3D reconstruction with fast dipole sums

Project website

We introduce a method for high-quality 3D reconstruction from multi-view images. Our method uses a new point-based representation, the regularized dipole sum, which generalizes the winding number to allow for interpolation of per-point attributes in point clouds. We additionally derive Barnes-Hut fast summation schemes for accelerated dipole sum queries that facilitate the use of ray tracing to efficiently and differentiably render images. Compared to state-of-the-art alternatives, our method significantly improves 3D reconstruction quality and robustness at equal runtimes, while also supporting more general rendering methods such as shadow rays for direct illumination.

Datasets

Data Preparation

The following DTU and Blended MVS datasets can be readily ingested by our training pipeline:

• DTU Dataset (train & eval data, point clouds)

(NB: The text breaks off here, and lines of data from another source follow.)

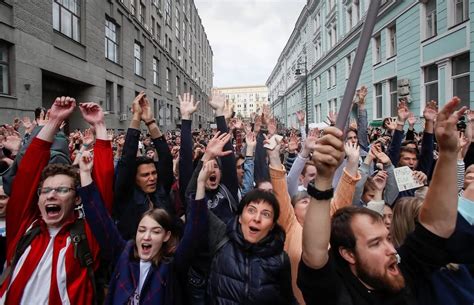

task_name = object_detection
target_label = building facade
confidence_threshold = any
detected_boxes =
[266,0,474,126]
[0,0,213,130]
[215,86,268,119]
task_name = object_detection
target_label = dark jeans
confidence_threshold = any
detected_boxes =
[188,267,207,305]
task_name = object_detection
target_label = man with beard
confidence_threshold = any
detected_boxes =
[298,98,465,305]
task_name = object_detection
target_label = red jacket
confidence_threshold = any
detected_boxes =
[0,138,113,305]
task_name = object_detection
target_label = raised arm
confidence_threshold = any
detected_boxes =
[417,101,438,176]
[178,93,200,202]
[6,96,76,262]
[388,101,410,166]
[357,86,369,152]
[78,151,126,263]
[209,91,239,198]
[419,97,466,238]
[79,103,114,213]
[331,142,360,211]
[143,96,174,194]
[114,92,145,202]
[242,132,257,197]
[301,127,344,269]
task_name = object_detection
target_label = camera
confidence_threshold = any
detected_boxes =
[456,116,467,131]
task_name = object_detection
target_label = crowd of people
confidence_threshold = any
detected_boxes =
[0,86,474,305]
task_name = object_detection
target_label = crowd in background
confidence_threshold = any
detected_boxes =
[0,86,474,305]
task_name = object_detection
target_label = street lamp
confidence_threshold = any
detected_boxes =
[295,52,309,133]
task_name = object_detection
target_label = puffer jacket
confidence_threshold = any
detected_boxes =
[207,216,294,305]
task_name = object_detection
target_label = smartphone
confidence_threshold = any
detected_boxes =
[263,134,283,150]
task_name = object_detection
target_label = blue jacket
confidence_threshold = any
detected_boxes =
[207,217,294,305]
[79,183,208,305]
[114,128,175,240]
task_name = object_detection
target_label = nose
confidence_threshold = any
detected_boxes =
[385,240,397,256]
[143,231,151,240]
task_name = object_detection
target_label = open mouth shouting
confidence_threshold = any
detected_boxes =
[45,204,61,218]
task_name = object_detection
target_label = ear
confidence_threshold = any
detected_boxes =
[74,196,82,206]
[163,231,171,242]
[339,247,356,265]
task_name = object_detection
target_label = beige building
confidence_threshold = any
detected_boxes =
[215,86,269,119]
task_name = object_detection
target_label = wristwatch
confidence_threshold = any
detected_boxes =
[145,119,156,126]
[307,182,334,200]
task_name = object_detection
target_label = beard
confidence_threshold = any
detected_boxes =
[355,258,405,294]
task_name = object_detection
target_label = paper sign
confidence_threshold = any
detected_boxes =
[263,134,283,150]
[394,166,423,192]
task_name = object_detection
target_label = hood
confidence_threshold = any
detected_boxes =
[227,216,285,257]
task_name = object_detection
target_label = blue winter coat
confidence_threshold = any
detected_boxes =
[207,217,294,305]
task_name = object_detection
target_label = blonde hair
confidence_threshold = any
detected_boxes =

• Blended MVS Dataset (train & eval data, point clouds)

Data Convention

The data is organized as follows:

dtu_eval_data                     # DTU evaluation data
public_data
|-- <dataset_name>
    |-- <case_name>
        |-- cameras_sphere.npz    # camera parameters
        |-- image
            |-- 000.png           # target image for each view
            |-- 001.png
        |-- mask
            |-- 000.png           # masks used only during evaluation
            |-- 001.png
          ...
point_cloud_data
|-- <dataset_name>
    |-- <case_name>
        |-- dense
            |-- points.ply
            |-- points.ply.vis    # point cloud in Colmap output format

Here the cameras_sphere.npz follows the data format in IDR, where world_mat_xx denotes the world to image projection matrix, and scale_mat_xx denotes the normalization matrix.

Custom Data

To work with other datasets or custom scenes, refer to the COLMAP tutorial on estimating camera parameters and reconstructing a dense initial point cloud. After obtaining a dense COLMAP reconstruction, run misc/process_custom_data.py with appropriate paths to convert camera parameters from the COLMAP reconstruction into IDR format. Resulting files will placed in the same output directory.

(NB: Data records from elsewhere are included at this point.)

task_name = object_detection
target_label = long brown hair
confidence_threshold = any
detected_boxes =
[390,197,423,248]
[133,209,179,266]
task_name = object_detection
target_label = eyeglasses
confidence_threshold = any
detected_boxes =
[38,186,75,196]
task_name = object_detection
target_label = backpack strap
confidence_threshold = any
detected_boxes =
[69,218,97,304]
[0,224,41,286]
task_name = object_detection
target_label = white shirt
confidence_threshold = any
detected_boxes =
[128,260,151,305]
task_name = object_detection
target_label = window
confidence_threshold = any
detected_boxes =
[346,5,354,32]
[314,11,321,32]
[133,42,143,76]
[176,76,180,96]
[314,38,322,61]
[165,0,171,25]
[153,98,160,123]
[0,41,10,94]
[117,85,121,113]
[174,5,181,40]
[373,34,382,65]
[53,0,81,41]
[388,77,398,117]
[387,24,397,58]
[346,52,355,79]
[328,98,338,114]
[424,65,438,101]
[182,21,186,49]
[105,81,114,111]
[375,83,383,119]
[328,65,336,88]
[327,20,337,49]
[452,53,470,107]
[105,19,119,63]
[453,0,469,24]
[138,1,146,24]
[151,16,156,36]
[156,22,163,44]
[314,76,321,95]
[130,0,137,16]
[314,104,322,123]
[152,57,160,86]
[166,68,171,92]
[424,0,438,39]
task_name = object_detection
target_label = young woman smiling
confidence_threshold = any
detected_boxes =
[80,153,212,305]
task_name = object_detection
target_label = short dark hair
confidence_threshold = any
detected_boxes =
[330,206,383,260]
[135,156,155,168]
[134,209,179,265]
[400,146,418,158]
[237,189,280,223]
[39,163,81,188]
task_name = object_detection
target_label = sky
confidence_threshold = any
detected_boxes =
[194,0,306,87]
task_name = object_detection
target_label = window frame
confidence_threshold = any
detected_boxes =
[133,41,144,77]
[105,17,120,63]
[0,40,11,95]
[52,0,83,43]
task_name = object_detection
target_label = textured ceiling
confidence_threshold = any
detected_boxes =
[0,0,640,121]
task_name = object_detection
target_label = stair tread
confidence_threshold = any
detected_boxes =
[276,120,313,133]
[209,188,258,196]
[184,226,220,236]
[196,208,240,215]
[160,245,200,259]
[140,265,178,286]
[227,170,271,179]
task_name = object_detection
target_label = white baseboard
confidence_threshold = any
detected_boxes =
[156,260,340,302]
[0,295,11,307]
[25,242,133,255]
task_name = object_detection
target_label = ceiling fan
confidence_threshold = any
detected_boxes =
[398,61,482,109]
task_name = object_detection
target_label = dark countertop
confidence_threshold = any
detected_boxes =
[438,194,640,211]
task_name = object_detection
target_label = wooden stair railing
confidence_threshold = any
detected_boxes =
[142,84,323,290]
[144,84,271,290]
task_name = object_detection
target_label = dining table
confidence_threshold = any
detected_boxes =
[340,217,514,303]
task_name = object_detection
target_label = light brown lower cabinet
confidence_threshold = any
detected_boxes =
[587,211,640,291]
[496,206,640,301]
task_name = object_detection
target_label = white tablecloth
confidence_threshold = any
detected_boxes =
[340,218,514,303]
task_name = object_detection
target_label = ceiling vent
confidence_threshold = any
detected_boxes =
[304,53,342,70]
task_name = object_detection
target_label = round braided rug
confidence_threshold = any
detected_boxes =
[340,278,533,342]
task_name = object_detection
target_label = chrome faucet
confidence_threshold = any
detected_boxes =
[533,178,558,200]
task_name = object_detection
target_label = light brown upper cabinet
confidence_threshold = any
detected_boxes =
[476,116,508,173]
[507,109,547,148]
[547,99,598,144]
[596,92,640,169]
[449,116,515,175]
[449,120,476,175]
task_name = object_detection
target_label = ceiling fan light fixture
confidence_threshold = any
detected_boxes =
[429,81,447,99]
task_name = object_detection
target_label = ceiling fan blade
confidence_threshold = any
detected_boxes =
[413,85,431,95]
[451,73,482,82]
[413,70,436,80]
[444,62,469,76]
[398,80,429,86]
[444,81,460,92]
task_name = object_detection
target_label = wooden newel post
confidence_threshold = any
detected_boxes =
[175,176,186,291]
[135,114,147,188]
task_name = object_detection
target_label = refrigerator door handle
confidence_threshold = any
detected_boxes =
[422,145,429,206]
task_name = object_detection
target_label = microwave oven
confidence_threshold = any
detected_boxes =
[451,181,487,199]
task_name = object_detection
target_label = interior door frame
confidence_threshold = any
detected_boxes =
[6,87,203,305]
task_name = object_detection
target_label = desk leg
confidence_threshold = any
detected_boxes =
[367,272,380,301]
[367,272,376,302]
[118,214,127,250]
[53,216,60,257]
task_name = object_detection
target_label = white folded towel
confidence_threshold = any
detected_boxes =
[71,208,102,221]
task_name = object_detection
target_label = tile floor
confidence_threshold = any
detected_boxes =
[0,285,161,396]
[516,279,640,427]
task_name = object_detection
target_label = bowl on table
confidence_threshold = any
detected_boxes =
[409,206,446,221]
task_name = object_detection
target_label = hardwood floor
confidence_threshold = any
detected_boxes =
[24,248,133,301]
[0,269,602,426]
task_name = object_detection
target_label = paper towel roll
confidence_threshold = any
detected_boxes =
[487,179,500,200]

For optimal results, ensure that the scene is centered at the origin and tightly bounded within a unit sphere. If that is not the case, we recommend taking the following steps:

1. import the dense point cloud into third-party software (e.g., Blender).
2. add a unit sphere into the scene; scale and translate the sphere to tightly bound the scene.
3. set the corresponding variables in misc/process_custom_data.py to the scaling and translation parameters of the sphere.

For training on a single custom scene, replace the data_dir and ply_path fields in confs/custom.conf with paths from the previous step and run the following command:

python exp_runner.py \
  --conf ./confs/custom.conf \
  --mode train

Usage

Setup

Building CUDA extensions requires the Ninja build system. We also recommend ensuring that your system CUDA version matches or is newer than your PyTorch CUDA version before installing the CUDA extensions.

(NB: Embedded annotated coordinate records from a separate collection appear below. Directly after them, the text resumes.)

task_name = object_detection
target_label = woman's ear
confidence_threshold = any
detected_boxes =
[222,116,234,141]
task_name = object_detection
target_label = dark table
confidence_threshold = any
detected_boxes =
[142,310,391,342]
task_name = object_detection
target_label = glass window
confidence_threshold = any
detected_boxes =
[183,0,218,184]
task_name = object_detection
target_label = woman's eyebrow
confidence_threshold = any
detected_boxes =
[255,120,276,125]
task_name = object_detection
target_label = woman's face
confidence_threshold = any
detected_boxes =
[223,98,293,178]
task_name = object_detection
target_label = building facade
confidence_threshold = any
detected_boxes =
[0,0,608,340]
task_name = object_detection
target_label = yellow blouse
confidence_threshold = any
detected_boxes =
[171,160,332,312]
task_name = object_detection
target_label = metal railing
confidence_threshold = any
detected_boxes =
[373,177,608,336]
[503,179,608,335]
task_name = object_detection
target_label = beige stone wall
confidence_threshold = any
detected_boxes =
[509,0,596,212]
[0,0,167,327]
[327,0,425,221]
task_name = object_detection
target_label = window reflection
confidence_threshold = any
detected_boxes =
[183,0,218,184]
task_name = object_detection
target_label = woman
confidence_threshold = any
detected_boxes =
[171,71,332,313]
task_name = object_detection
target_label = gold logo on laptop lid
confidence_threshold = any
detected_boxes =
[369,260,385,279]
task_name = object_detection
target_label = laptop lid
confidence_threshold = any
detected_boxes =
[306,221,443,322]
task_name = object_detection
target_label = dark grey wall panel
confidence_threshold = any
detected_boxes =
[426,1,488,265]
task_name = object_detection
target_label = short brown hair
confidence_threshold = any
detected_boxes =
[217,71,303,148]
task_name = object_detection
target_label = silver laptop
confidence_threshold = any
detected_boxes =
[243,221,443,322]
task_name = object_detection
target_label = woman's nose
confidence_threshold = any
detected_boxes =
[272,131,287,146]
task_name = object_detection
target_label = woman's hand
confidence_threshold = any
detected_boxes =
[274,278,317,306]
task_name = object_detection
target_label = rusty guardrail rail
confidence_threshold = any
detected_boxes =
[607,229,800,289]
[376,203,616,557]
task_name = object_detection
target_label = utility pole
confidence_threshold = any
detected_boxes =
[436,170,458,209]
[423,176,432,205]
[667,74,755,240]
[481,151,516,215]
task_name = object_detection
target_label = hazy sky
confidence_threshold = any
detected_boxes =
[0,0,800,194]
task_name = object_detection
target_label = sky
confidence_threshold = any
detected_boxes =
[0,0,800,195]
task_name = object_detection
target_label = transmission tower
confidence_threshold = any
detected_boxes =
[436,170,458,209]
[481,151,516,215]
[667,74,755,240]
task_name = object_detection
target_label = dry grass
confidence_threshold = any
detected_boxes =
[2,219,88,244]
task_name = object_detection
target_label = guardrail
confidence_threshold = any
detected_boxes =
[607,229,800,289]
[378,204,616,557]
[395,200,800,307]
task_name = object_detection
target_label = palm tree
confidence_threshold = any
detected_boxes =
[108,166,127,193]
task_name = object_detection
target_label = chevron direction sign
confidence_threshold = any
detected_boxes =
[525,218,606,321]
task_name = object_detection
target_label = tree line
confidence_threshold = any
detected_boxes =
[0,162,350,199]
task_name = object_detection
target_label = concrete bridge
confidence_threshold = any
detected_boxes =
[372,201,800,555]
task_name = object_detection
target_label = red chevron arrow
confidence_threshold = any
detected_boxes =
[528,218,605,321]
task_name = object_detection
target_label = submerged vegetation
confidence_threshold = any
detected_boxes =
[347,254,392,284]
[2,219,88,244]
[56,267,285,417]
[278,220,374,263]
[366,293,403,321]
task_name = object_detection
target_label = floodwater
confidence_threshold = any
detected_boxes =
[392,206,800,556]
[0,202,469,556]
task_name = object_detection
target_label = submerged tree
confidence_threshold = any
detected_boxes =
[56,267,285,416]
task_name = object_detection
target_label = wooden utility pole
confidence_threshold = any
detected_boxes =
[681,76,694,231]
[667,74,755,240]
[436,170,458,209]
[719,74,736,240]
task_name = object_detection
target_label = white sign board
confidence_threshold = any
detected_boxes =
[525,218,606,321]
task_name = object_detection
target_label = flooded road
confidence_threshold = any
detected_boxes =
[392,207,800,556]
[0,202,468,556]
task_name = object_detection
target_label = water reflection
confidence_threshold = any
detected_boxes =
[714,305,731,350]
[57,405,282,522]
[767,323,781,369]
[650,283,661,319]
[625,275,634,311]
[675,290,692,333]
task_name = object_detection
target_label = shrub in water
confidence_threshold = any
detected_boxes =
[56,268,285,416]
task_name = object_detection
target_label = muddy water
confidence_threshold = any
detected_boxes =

pip install -r requirements.txt
cd cuda_extensions
bash build_cuda_extensions.sh

Dependencies (click to expand)

• joblib
• matplotlib
• numpy==1.26.4
• open3d
• opencv_python
• pandas
• point_cloud_utils
• pyhocon
• PyMCubes
• pyntcloud
• scikit_learn
• scipy
• torch==2.2.0
• tqdm
• trimesh

Running

For training and evaluation on all DTU/BMVS scenes:

• Training

bash train_dtu.sh
bash train_bmvs.sh

• Evaluation

bash eval_meshes_dtu.sh
bash eval_meshes_bmvs.sh

To evaluate the extracted meshes at different iterations, pass the corresponding mesh filename {iter_steps}.ply using the --mesh_name argument in the corresponding .sh file.

---

For working with a single DTU/BMVS scene (replace bmvs/bear with any {dataset}/{case}):

• Training

python exp_runner.py \
  --conf ./confs/bmvs.conf \
  --case bmvs/bear \
  --mode train

• Extract mesh from trained model

python exp_runner.py \
  --conf ./confs/bmvs.conf \
  --case bmvs/bear \
  --mode validate_mesh \
  --mesh_resolution 1024 \
  --is_continue

The extracted mesh can be found at exp/bmvs/bear/meshes/<iter_steps>.ply.

• Render Image

python exp_runner.py \
  --conf ./confs/bmvs.conf \
  --case bmvs/bear \
  --mode render \
  --image_idx 0 \
  --is_continue

The rendered image can be found at exp/bmvs/bear/renders/<iter_steps>.png.

Acknowledgement

This codebase builds upon a simplified version of NeuS, which makes use of code snippets borrowed from IDR and NeRF-pytorch.

Our custom CUDA extensions are adapted from the libigl C++ implementation of the fast winding number.

For DTU evaluations, we use a Python implementation of the original DTU evaluation code; for Blended MVS evaluations, we use a modified version of the DTU evaluation code with ground truth point clouds from Gaussian surfels. Our mesh cleaning code is borrowed from SparseNeuS.

Thanks for all of these great projects.